Serpentinite rocks are special because the main mineral, serpentine, traps large amounts of seawater in its crystal structure, and can be transported to depths of 200-250km in Earth’s mantle.

By analysing the gases and chlorine trapped in these rocks, it was possible to show how the rock acts as an efficient trap for inert gases, despite the inability of these gases to form chemical bonds.

Even more importantly, the work shows the gases are not completely lost from this type of rock when it is pushed to depths of more than 200km under Earth’s surface.

A volatile life

Our study implies the behaviour of inert gases is more similar to that of seawater than was previously realised.

Many scientists assumed the composition of inert gases in volcanic spreading centres resulted from mixing mantle gas with gases dissolved in seawater close to the spreading centre.

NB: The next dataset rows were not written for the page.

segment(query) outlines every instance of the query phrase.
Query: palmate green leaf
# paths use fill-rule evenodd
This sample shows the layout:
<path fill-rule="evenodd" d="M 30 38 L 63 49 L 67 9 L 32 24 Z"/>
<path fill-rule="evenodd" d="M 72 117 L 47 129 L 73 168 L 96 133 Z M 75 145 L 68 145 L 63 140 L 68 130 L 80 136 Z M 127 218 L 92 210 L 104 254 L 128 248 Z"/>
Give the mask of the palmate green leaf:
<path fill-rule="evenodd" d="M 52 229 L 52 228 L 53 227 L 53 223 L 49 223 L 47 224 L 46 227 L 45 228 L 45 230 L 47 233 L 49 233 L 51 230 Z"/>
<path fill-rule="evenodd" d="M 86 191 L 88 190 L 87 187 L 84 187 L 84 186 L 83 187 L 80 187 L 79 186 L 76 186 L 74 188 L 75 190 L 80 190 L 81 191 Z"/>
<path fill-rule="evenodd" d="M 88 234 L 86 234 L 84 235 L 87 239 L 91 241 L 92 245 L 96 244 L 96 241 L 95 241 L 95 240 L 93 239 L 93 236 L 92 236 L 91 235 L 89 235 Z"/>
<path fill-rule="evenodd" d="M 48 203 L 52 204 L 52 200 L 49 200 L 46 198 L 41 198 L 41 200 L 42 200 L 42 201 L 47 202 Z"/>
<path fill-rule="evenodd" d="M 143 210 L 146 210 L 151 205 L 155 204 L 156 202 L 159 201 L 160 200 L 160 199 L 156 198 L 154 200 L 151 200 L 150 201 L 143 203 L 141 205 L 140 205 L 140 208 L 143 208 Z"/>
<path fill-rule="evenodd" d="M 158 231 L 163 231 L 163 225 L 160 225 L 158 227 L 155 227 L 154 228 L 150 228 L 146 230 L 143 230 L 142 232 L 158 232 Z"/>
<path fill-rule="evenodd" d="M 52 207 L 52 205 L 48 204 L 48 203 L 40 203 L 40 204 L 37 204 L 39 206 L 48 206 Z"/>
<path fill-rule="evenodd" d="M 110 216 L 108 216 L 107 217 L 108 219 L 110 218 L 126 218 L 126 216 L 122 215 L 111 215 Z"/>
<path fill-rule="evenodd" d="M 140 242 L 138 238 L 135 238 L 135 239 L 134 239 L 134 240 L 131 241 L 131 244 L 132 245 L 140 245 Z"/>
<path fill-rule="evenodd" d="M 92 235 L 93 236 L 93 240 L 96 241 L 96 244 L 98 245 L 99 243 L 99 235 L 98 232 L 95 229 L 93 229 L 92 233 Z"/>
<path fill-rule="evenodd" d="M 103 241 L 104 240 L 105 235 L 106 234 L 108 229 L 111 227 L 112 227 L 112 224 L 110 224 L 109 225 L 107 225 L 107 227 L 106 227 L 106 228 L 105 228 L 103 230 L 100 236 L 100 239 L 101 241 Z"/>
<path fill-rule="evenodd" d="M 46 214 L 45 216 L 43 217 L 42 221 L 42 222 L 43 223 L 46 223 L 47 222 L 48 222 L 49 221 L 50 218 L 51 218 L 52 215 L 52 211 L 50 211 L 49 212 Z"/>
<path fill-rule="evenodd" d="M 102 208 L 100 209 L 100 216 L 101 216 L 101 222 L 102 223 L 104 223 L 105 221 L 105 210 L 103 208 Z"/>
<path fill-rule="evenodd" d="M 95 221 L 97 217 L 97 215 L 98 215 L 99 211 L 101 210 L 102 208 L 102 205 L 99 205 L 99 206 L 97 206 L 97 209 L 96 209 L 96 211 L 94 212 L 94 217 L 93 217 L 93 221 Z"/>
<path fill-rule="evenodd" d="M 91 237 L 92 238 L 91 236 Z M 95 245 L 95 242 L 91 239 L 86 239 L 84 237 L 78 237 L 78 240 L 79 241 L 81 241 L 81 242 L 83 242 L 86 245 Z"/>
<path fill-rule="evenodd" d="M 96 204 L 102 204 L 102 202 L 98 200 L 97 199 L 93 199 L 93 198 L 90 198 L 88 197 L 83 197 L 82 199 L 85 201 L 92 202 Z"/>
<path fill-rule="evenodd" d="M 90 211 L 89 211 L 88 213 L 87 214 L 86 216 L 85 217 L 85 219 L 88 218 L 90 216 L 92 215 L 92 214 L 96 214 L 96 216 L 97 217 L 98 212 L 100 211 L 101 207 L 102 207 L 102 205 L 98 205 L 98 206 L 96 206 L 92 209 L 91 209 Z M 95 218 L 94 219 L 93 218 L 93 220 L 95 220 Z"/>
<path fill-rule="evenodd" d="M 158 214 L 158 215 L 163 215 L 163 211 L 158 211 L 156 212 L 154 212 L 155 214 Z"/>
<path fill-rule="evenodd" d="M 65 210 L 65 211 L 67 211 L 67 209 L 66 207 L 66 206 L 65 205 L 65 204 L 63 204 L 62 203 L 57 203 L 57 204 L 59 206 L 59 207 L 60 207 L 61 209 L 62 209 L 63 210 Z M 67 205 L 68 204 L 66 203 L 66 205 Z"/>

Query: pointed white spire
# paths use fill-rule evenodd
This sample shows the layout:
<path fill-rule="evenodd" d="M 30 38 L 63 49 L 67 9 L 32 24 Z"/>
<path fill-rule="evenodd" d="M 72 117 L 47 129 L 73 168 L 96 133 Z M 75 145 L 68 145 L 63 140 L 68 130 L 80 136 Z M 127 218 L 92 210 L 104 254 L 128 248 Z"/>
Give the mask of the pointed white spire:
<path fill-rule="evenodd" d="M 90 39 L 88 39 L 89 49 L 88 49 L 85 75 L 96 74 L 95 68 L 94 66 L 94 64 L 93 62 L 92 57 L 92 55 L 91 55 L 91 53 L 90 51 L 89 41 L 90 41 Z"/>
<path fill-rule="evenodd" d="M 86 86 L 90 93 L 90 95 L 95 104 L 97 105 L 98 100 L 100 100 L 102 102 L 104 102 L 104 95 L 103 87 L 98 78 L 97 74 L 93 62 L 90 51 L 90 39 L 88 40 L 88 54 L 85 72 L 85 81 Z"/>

But the variable composition of these gases can now be partly explained by the recycling of elements through the mantle from the point where plates get sucked beneath one another.

Furthermore, it may now be possible to use the distinctive fingerprint of inert gases sampled from different parts of the mantle to track the fate of other volatiles.

How Earth began

The serpentinite rocks have higher than expected concentrations of atmospheric neon. The neon isotope composition of Earth’s mantle is very similar to that of meteorites.

This led scientists to suggest Earth’s original volatiles were lost when a Mars-sized object collided with the Earth, creating the moon.

Gases were subsequently delivered by a later meteorite shower and circulated throughout the young planet.


But if our theory is taken into account, it now appears more likely that some of the gases in Earth’s mantle originated during an earlier stage of solar system formation from the solar nebulae.

That would mean Earth has preserved some of it original gases, but the isotopic fingerprints of these gases have been altered.

The mantle has been more efficiently processed and mixed with gases from a distinct atmospheric reservoir than previously realised.

So, what does this all mean?

The Earth has had a turbulent past, colliding with other planets, being pummelled by meteors, having its plates thrust together and pulled apart.

But there’s a process going on to this day that’s permanently changing the composition of our planet, just below the surface we walk on.

Our theory is, you could say, a step change in our understanding of Earth.